Kaum ein anderes Feld der Medizin zeichnet sich derart durch Innovation aus wie die Neuroradiologie, unterstreicht Prof. Dr. Berlis – das ist auf die zunehmenden Behandlungszahlen in den vergangenen zehn Jahren zurückzuführen. Um die Kompetenz bei neuen Methoden in die Breite zu tragen, engagieren sich seit über einem Jahr die Deutsche Gesellschaft für Neuroradiologie (DGNR) und die Deutsche Gesellschaft für Interventionelle Radiologie (DeGIR) im Rahmen einer Zertifizierungsaktion zur Qualifizierung von Radiologen in der interventionellen Neuroradiologie.

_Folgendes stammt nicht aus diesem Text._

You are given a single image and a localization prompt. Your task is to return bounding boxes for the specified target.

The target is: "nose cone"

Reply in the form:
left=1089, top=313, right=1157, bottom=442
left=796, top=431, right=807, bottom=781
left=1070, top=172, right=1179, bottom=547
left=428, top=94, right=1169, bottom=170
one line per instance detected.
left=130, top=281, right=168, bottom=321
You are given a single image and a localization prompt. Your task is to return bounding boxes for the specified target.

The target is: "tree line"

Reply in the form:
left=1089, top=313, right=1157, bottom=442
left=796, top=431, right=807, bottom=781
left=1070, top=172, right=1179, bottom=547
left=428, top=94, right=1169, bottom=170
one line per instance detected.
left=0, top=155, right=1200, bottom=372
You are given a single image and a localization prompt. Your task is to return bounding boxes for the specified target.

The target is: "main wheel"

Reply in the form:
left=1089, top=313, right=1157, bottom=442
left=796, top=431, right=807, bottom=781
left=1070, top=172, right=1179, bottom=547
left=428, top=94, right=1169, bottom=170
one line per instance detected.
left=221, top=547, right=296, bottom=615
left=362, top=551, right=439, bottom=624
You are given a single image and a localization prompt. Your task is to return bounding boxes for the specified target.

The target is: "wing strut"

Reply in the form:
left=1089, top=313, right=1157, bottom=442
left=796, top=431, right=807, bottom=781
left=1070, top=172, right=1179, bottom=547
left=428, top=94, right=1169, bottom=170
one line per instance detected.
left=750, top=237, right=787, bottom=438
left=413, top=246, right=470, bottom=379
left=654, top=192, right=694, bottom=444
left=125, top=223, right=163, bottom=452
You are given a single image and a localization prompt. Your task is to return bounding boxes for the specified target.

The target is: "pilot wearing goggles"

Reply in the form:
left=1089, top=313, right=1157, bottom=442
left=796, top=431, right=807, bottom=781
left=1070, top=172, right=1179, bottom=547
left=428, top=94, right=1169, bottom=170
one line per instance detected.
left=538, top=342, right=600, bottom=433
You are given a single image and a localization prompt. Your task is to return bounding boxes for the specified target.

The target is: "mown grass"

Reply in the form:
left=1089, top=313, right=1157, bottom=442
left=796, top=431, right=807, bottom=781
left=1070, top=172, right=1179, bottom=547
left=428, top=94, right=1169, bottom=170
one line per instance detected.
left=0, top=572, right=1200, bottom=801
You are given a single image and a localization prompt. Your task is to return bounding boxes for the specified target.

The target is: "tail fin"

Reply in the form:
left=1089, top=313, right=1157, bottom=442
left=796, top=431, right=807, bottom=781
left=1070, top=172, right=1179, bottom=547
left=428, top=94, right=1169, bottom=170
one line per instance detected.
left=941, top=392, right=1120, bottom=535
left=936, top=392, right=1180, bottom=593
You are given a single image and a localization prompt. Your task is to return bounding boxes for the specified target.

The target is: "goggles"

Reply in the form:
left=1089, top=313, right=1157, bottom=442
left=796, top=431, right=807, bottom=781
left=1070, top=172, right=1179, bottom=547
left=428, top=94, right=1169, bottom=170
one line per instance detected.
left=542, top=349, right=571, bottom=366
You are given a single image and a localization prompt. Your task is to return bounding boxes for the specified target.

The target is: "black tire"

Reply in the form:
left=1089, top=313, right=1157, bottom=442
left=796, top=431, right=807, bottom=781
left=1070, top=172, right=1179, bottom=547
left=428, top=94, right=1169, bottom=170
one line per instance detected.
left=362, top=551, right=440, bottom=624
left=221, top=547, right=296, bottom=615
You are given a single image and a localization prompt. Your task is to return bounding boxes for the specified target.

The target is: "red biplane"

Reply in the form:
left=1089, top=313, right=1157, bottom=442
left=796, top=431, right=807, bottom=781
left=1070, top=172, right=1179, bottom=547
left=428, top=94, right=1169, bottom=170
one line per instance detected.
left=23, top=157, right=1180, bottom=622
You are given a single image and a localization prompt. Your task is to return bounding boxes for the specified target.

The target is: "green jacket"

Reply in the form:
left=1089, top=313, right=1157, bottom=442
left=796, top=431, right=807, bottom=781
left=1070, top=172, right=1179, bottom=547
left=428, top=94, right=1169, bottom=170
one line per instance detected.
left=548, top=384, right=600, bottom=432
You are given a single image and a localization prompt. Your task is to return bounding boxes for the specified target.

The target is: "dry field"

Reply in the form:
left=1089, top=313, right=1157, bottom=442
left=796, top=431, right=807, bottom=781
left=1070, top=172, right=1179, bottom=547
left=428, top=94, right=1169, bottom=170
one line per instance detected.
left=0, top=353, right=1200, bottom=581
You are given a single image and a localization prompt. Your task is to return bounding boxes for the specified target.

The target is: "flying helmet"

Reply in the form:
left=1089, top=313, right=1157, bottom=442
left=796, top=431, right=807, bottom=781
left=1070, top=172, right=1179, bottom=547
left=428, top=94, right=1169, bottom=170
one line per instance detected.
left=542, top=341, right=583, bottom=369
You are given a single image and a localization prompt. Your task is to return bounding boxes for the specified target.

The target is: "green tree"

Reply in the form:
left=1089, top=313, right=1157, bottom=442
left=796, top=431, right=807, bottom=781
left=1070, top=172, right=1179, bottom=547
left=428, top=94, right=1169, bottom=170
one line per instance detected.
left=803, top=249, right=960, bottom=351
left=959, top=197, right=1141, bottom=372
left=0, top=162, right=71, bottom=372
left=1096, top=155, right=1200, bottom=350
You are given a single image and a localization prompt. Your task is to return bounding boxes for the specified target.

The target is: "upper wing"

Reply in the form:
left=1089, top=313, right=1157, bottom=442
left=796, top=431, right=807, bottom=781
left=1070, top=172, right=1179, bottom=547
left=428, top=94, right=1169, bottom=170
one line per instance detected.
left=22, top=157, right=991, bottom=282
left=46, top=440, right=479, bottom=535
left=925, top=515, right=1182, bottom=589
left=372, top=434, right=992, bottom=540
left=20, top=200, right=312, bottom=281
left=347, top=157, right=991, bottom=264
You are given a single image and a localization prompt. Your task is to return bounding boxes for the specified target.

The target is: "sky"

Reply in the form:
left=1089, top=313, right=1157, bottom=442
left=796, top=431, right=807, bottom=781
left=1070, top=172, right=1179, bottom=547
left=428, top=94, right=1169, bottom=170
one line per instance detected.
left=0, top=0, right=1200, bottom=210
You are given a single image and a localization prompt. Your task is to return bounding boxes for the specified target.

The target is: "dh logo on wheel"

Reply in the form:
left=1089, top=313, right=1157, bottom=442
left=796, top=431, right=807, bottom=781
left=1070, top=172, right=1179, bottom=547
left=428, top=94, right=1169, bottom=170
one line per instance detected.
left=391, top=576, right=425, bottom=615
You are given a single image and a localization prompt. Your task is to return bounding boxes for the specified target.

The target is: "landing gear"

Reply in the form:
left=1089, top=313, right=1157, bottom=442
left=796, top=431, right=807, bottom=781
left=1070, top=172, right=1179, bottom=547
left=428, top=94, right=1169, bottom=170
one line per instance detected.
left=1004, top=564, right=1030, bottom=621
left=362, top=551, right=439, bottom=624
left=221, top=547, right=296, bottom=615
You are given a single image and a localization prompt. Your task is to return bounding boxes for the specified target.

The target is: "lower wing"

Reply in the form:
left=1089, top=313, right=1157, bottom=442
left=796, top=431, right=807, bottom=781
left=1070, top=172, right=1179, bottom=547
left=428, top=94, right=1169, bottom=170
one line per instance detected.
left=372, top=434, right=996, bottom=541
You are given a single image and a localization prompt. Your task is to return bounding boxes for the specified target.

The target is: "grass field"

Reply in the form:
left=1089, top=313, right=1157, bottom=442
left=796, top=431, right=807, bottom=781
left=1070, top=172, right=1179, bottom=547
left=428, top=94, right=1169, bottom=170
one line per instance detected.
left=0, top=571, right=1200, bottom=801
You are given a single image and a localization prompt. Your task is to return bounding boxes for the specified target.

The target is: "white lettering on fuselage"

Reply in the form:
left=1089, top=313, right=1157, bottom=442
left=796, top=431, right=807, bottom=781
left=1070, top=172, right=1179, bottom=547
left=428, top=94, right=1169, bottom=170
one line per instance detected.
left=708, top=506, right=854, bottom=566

Differenzierung der Subarachnoidalblutungen

Diese Blutungen können nicht traumatisch ebenso wie traumatisch auftreten. Sie unterscheiden sich von Blutungen im Bereich der harten Hirnhäute. Bei traumatischen SAB, etwa im Rahmen eines Unfalls, werden kleinere Gefäße im Subarachnoidalraum verletzt; sie liegen häufig an der Hirnoberfläche und sind daher gut von den nicht traumatischen zu unterscheiden. Nicht traumatische SAB werden meist durch Hirnaneurysmen verursacht. Seltenere Ursachen sind arteriovenöse Gefäßmissbildungen wie durale AVF (arteriovenöse Fistel) oder AVM (arteriovenöse Malformation). Selten können Blutungen auch vom Rückenmark der Wirbelsäule ausgehen; mögliche Ursachen sind Tumoren, Gefäßfehlbildungen und Aneurysmen.

IM PROFIL

Seit Mai 2008 ist Prof. Dr. Ansgar Berlis Chefarzt für Diagnostische und Interventionelle Neuroradiologie an der Klinik für Diagnostische Radiologie und Neuroradiologie am Klinikum Augsburg. Außerdem hat er einen Lehrauftrag in Freiburg. Vorher arbeitete er acht Jahre als Oberarzt in der Neuroradiologie des Universitätsklinikums Freiburg und Leiter der Interventionellen Neuroradiologie. Diese Position folgte auf die radiologische Ausbildung am Universitätsklinikum Bonn, nach der Tätigkeit in der Neuroradiologie und Neurochirurgie am Universitätsklinikum Freiburg. Prof. Berlis’ wissenschaftlicher Schwerpunkt in der Neuroradiologie liegt auf der Behandlung von Schlaganfällen, Aneurysmen und arteriovenösen Fehlbildungen.